Al deze vaststellingen wijzen op een echte rechtsonzekerheid.

⇒ Concrete wens: de IMC (Interministeriële conferentie) “Handicap” zou het probleem moeten bespreken en regelen via haar werkgroep “mobiliteit”. De NHRPH vraagt dat serieus wordt overwogen dat de Gewesten regels opstellen en daarbij voorzien dat de gemeenten de houders van de parkeerkaart ambtshalve vrijstellen van het betalen van de parkeerretributies.

⇒ Concrete wens: aanpassing van de Wegcode. Momenteel is artikel 27 niet duidelijk, wat de rechtszekerheid als principe van behoorlijk bestuur op het spel zet.

Er zijn twee uitzonderingen:

    1. in paragraaf 3, wat betreft de parkeermeters en parkeerautomaten;
    2. in paragraaf 4, wat betreft de parkeerkaarten voor personen met een handicap.

Normaal gesproken zou paragraaf 4 een uitzondering op paragraaf 3 moeten zijn, wat de intentie van de wetgever lijkt te zijn geweest. Personen met een handicap kunnen onbeperkt “in de blauwe zone” parkeren. (De kosteloosheid lijkt hier noodzakelijk). De huidige interpretatie is evenwel dat de personen met een speciale parkeerkaart ook de regels van de parkeermeters moeten naleven.
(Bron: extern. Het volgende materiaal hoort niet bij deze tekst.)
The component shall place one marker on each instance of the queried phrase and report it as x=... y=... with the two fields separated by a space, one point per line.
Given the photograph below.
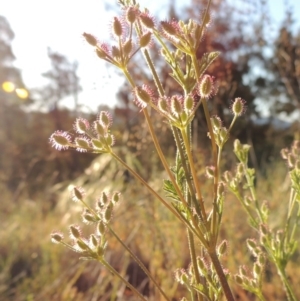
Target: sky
x=59 y=24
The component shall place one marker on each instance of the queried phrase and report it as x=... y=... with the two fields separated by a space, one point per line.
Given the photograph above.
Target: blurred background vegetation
x=261 y=68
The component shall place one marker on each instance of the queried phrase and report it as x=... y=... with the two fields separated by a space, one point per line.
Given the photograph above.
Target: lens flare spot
x=8 y=87
x=22 y=93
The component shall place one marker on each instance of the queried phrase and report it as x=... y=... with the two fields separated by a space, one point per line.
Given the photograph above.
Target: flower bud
x=82 y=245
x=127 y=47
x=100 y=251
x=206 y=87
x=60 y=140
x=131 y=14
x=97 y=144
x=81 y=125
x=90 y=39
x=108 y=212
x=57 y=237
x=143 y=96
x=117 y=27
x=145 y=39
x=176 y=105
x=116 y=197
x=78 y=194
x=284 y=153
x=75 y=231
x=105 y=119
x=82 y=143
x=93 y=241
x=188 y=103
x=238 y=106
x=210 y=172
x=162 y=105
x=147 y=21
x=101 y=228
x=170 y=28
x=222 y=249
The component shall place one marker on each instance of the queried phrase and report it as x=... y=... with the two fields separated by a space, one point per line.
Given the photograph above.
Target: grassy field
x=32 y=268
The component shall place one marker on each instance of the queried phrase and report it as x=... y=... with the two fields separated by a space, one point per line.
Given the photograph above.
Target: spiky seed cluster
x=83 y=144
x=77 y=194
x=90 y=39
x=238 y=106
x=143 y=96
x=103 y=51
x=60 y=140
x=131 y=14
x=95 y=245
x=81 y=125
x=57 y=237
x=98 y=139
x=146 y=40
x=176 y=105
x=177 y=109
x=117 y=27
x=75 y=232
x=170 y=28
x=147 y=20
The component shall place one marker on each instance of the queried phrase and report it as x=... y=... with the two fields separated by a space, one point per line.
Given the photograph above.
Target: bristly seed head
x=145 y=40
x=83 y=144
x=117 y=27
x=102 y=51
x=131 y=14
x=60 y=140
x=146 y=20
x=81 y=125
x=77 y=194
x=105 y=119
x=170 y=28
x=57 y=237
x=188 y=104
x=176 y=105
x=75 y=232
x=143 y=95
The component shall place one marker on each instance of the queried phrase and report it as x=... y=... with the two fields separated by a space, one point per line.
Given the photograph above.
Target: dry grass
x=32 y=268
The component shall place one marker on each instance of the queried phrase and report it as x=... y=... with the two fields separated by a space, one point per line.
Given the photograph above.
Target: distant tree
x=286 y=68
x=63 y=81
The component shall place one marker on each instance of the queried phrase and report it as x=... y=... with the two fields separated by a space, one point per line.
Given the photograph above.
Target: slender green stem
x=253 y=192
x=194 y=174
x=289 y=291
x=138 y=261
x=113 y=271
x=220 y=272
x=184 y=163
x=194 y=259
x=141 y=180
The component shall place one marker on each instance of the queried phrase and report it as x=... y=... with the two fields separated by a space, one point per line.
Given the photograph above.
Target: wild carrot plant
x=206 y=278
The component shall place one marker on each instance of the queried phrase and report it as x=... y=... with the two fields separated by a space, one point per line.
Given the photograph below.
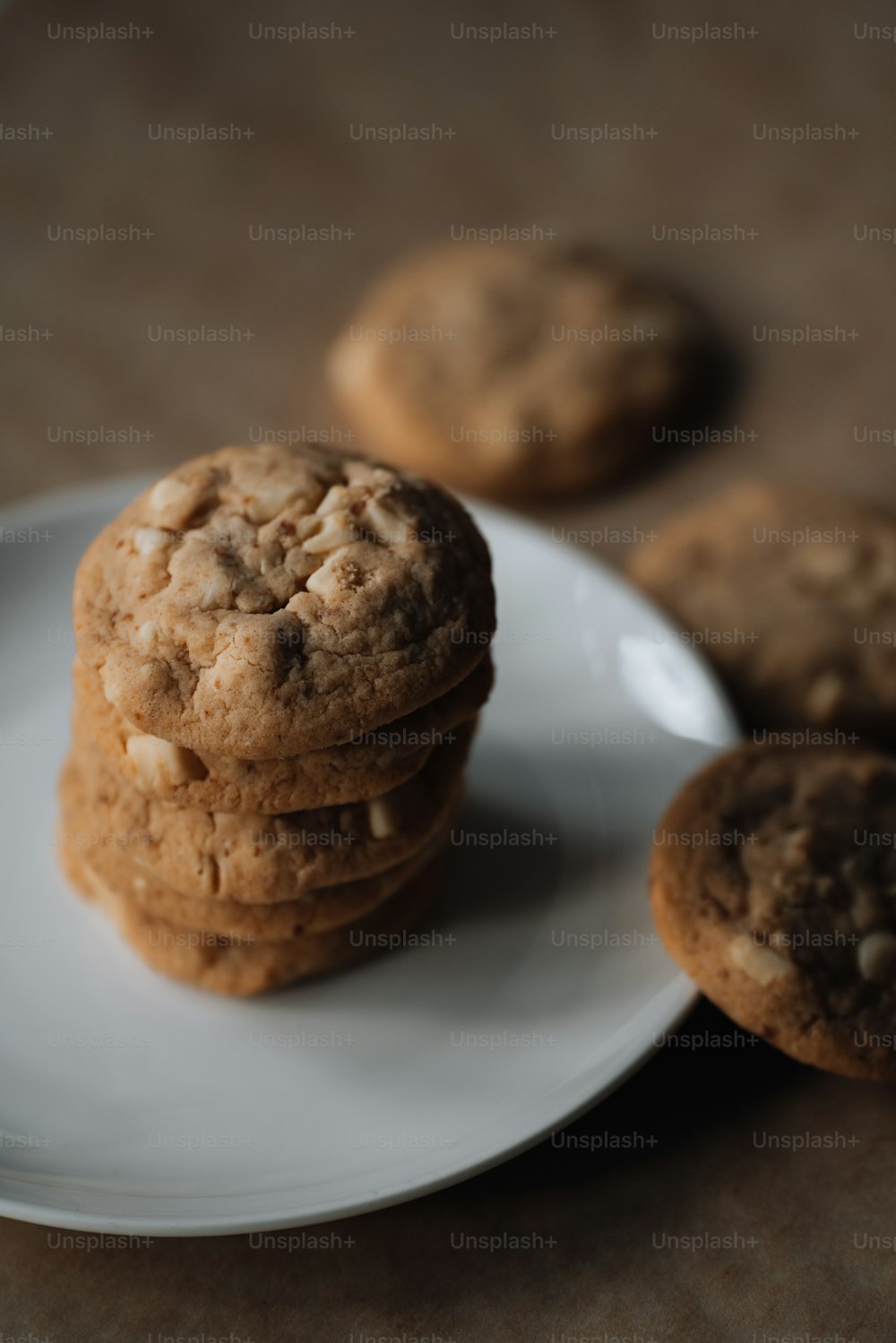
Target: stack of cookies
x=281 y=659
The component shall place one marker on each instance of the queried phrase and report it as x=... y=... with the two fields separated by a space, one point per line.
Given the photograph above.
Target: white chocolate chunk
x=382 y=818
x=172 y=501
x=151 y=540
x=218 y=592
x=762 y=965
x=266 y=504
x=336 y=497
x=336 y=529
x=324 y=581
x=386 y=525
x=159 y=762
x=877 y=958
x=148 y=633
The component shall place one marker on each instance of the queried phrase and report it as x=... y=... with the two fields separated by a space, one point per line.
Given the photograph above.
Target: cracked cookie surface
x=363 y=769
x=238 y=968
x=793 y=598
x=772 y=884
x=263 y=602
x=513 y=369
x=260 y=858
x=314 y=912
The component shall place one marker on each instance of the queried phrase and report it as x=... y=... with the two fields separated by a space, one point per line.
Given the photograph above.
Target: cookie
x=772 y=884
x=263 y=860
x=241 y=968
x=263 y=602
x=791 y=595
x=314 y=911
x=375 y=763
x=514 y=369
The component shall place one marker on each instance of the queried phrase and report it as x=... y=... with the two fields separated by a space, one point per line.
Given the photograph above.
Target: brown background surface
x=802 y=414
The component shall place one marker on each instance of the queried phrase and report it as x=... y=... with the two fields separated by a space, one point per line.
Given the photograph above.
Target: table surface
x=102 y=395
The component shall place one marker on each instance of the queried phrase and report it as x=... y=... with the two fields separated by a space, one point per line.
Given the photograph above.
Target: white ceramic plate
x=134 y=1104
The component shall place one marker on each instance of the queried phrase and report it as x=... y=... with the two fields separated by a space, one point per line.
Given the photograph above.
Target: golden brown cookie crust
x=314 y=912
x=367 y=767
x=513 y=369
x=239 y=969
x=268 y=600
x=261 y=860
x=791 y=595
x=771 y=884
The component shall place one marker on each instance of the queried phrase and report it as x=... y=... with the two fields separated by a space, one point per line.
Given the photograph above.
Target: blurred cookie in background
x=517 y=369
x=791 y=595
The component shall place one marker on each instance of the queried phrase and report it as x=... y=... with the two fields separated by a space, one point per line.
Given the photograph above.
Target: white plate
x=134 y=1104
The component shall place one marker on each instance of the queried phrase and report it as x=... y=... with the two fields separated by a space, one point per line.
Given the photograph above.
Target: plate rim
x=88 y=495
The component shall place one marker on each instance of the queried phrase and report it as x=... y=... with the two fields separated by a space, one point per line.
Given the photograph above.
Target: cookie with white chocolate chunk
x=266 y=858
x=519 y=369
x=791 y=595
x=772 y=884
x=263 y=602
x=359 y=770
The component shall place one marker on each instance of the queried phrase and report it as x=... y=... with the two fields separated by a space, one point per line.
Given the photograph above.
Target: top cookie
x=269 y=600
x=793 y=597
x=514 y=369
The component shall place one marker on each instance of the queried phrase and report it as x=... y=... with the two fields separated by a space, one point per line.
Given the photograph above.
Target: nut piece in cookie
x=772 y=884
x=512 y=369
x=263 y=602
x=791 y=595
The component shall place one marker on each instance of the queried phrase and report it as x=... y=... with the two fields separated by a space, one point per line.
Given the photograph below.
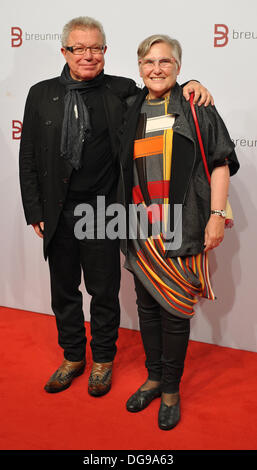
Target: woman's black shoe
x=169 y=416
x=142 y=398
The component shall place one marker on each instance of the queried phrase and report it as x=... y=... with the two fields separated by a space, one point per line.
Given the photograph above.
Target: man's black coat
x=44 y=174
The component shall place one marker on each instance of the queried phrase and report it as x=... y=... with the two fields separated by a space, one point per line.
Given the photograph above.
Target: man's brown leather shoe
x=100 y=379
x=63 y=376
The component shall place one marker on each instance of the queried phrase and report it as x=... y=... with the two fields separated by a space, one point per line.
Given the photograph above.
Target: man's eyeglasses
x=79 y=50
x=163 y=63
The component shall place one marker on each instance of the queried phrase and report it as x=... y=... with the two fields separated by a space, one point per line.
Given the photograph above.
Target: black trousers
x=165 y=340
x=99 y=260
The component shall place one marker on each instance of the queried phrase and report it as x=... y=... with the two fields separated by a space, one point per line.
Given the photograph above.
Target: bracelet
x=221 y=213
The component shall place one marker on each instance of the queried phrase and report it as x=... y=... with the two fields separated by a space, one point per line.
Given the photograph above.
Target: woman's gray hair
x=81 y=22
x=145 y=46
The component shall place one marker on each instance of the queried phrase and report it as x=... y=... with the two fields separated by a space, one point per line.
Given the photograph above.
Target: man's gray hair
x=145 y=46
x=81 y=22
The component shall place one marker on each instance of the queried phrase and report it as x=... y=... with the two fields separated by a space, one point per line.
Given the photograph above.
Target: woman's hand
x=214 y=232
x=39 y=229
x=201 y=93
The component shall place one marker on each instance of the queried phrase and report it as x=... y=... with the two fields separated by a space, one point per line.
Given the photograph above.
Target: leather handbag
x=229 y=221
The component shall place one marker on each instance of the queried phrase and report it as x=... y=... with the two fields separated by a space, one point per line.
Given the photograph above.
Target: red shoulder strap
x=199 y=136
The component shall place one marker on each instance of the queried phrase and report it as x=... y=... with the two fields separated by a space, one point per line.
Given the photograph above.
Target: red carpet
x=218 y=396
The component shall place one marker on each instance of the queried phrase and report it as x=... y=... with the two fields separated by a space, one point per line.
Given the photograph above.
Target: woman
x=161 y=164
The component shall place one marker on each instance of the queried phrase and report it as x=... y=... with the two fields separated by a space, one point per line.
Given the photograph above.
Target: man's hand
x=200 y=92
x=214 y=232
x=39 y=229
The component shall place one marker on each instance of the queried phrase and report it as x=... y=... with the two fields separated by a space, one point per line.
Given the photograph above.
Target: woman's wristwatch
x=221 y=213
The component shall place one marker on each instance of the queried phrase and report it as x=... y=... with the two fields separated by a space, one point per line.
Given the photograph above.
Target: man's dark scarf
x=76 y=126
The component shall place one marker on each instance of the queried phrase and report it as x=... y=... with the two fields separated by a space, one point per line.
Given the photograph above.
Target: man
x=68 y=156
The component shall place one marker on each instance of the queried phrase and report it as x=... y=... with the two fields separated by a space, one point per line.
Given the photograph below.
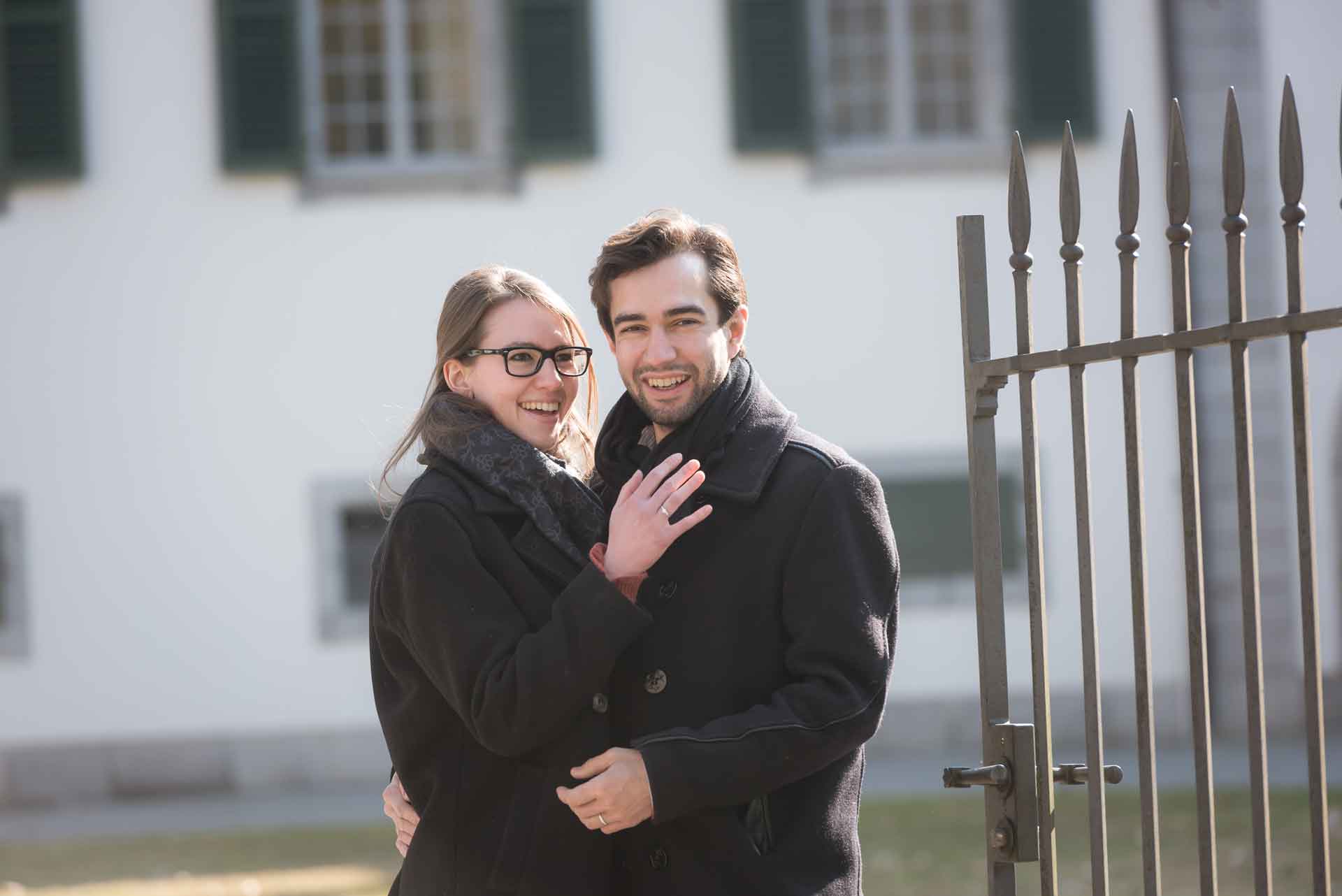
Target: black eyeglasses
x=525 y=361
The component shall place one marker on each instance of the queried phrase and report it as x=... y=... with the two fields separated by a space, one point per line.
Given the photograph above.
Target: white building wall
x=187 y=353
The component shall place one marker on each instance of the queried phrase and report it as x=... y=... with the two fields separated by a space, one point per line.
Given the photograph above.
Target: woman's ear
x=458 y=377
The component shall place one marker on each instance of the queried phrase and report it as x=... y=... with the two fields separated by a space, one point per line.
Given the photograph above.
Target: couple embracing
x=637 y=662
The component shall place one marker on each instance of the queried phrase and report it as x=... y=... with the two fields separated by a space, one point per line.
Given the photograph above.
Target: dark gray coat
x=765 y=668
x=490 y=656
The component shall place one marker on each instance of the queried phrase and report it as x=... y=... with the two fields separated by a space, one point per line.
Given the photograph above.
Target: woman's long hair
x=459 y=329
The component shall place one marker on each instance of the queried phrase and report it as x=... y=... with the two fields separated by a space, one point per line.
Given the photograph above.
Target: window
x=349 y=529
x=41 y=129
x=13 y=598
x=402 y=93
x=867 y=83
x=929 y=514
x=907 y=77
x=404 y=86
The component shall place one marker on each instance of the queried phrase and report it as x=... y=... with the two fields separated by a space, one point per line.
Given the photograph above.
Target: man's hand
x=616 y=795
x=398 y=807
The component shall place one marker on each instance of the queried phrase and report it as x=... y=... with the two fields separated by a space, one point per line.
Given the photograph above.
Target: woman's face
x=535 y=408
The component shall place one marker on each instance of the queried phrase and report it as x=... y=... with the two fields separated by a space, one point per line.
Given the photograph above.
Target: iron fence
x=1019 y=773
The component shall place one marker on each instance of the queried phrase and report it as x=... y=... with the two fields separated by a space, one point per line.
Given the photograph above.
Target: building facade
x=229 y=227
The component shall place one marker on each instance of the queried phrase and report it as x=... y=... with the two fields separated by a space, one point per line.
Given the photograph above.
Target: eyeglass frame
x=547 y=354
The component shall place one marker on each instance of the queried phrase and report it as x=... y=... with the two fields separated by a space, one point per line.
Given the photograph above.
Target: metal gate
x=1018 y=769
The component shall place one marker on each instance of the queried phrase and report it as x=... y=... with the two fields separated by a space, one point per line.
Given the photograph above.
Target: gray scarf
x=558 y=503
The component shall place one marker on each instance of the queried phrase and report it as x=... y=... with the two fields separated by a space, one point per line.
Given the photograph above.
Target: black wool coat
x=767 y=664
x=490 y=656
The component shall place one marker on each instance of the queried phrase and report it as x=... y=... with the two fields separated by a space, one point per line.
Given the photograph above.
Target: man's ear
x=458 y=377
x=737 y=331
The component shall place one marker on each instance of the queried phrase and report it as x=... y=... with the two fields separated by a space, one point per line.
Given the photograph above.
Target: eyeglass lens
x=524 y=363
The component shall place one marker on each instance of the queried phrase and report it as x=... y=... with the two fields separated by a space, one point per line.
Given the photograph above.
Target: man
x=748 y=702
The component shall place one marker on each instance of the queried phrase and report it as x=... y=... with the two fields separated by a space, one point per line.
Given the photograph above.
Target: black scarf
x=563 y=507
x=704 y=436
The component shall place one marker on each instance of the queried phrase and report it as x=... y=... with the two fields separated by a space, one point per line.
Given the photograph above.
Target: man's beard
x=704 y=386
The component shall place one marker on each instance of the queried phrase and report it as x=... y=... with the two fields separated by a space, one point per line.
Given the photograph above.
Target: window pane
x=942 y=41
x=353 y=78
x=440 y=78
x=361 y=530
x=858 y=73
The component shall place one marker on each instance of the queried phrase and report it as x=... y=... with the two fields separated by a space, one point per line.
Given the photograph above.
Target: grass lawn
x=926 y=844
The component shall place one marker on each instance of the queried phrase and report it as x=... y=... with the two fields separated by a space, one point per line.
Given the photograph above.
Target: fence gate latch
x=1011 y=785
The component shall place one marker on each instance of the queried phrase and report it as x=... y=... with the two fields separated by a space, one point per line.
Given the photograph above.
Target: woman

Meer in het bijzonder moet artikel 27 worden verduidelijkt:
OFWEL is de parkeerkaart een uitzondering op de regels van de parkeermeters en parkeerautomaten, en bijgevolg kunnen personen met speciale parkeerkaarten gratis en onbeperkt in de tijd in de blauwe zone parkeren,
OFWEL is de parkeerautomaat een uitzondering in de blauwe zone voor iedereen. In dat geval moet de uitdrukking “onbeperkt in de tijd parkeren” worden geschrapt uit de juridische tekst, ofwel moet worden toegelicht hoe dit in dat geval zit met de betaling.

F. Probleem met de scan cars

De NHRPH is op de hoogte van besprekingen die over de scan cars aan de gang zijn tussen Minister Karine Lalieux en de Gewesten. De NHRPH maakt zich zorgen, want er is geen feedback meer sinds het najaar van 2022. Ondertussen worden personen met een handicap zeer regelmatig beboet in het hele land en moeten ze zware en herhaaldelijke procedures volgen.

⇒ Concrete wens: de NHRPH herinnert aan zijn adviezen 2020-04, 2021-32 en 2022-19 en verwacht dringend feedback over de stand van zaken van het dossier.